Accordingly, the uniform sampling of a pair of (p_i(x))_x- and (p_j(x))_x-columns can be facilitated by uniformly sampling permutations πϵS_mof either i or j and considering the pair (i,π(j)) as a sample in the null distribution. Fixing by the aforementioned process, a suitable sample set S of pairs from the null distribution, provides for a computation of the ratios:

$\begin{matrix} p_{i, j} (P) = \frac{❘ {(i, π (j)) ❘ πϵ S_{m}, P (i, π (j)) \leq P (i, j)} ❘}{❘ S ❘} \\ p_{i, j} (J) = \frac{❘ {(i, π (j)) ❘ πϵ S_{m}, J (i, π (j)) \leq J (i, j)} ❘}{❘ S ❘} \end{matrix} .$

These ratios approximate the exemplary p-values of interest.

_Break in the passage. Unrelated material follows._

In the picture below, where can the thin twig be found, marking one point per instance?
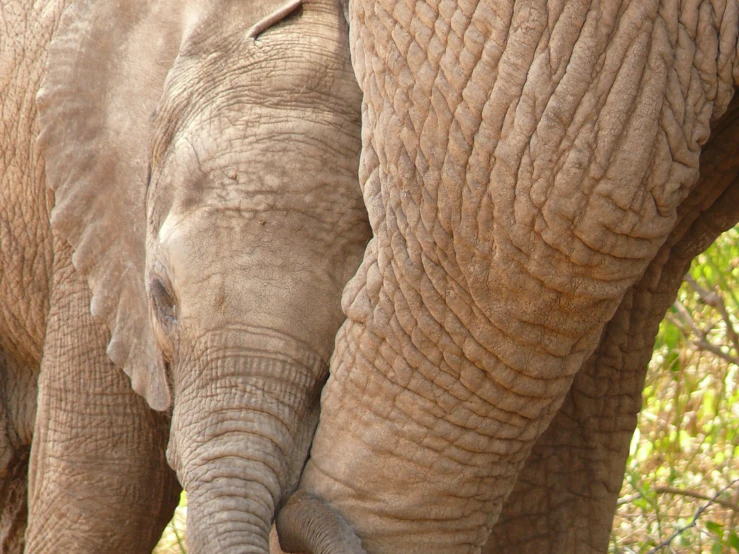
(715, 300)
(694, 494)
(701, 343)
(694, 521)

Small values of these ratios refute the null hypothesis, providing a degree of sensitivity of measurements on the pair (i,j).

Higher Dimensional Simplices

Based on P(i,j) or J(i,j) for any pair of vertex columns can approximate higher dimensional simplices can be approximated for output by performing clustering (block module 122, 124), via for example, 1-means clustering.

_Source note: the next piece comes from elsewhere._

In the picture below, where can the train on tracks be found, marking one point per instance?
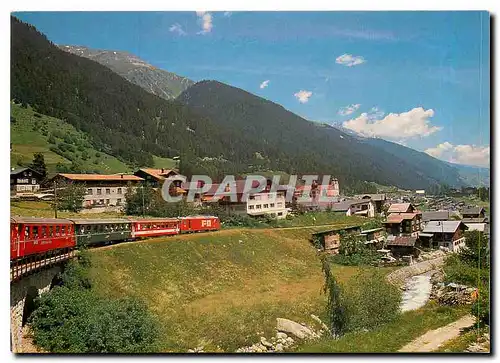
(42, 237)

K-means clustering is an unsupervised machine learning algorithm of vector quantization, aiming to partition n observations into k clusters in which each observation belongs to the cluster with the nearest mean to the cluster center. The problem is in general NP-hard, but efficient heuristic algorithms are available and can achieve a local optimum. As the number of clusters k is part of the input, the first step is to determine a suitable k. Here, the k-means clusters are computed using different values for the number of clusters k, k<30. Then a wss (within sum of squares) distribution is computed according to k. The location of a bend in the distribution is generally considered as an indicator of the appropriate number of clusters. By construction, the exemplary method is conducive to an optimal cluster number that does not vary too much with increases in the k range. This is since clusters (and their sizes) are self similar only for truly uniform data points—in which case the optimum cluster number would drift depending on the interval chosen. The analysis is processed by the factoextra package in R.

Each cluster in the clustering result of the k-mean algorithm can then be interpreted in block/module 122,124 as a maximal simplex in the approximation of the Data Motif Complex.

An alternative approach to constructing k-simplices for k>1 is to extract highly connected subgraphs of a similarity graph induced by P(i,j) (J(i,j)) and a threshold value, via the HCS-algorithm.

Implementation

This computer-implemented approximation system/method can be implemented in for example, C as command line tools. The C package can be robustly compiled and installed on multiple computer platforms. For example, a SARS-CoV-2 genetic analysis performed by this methodology was implemented on specially programmed Mac workbooks and the Rivanna HPC cluster at UVA.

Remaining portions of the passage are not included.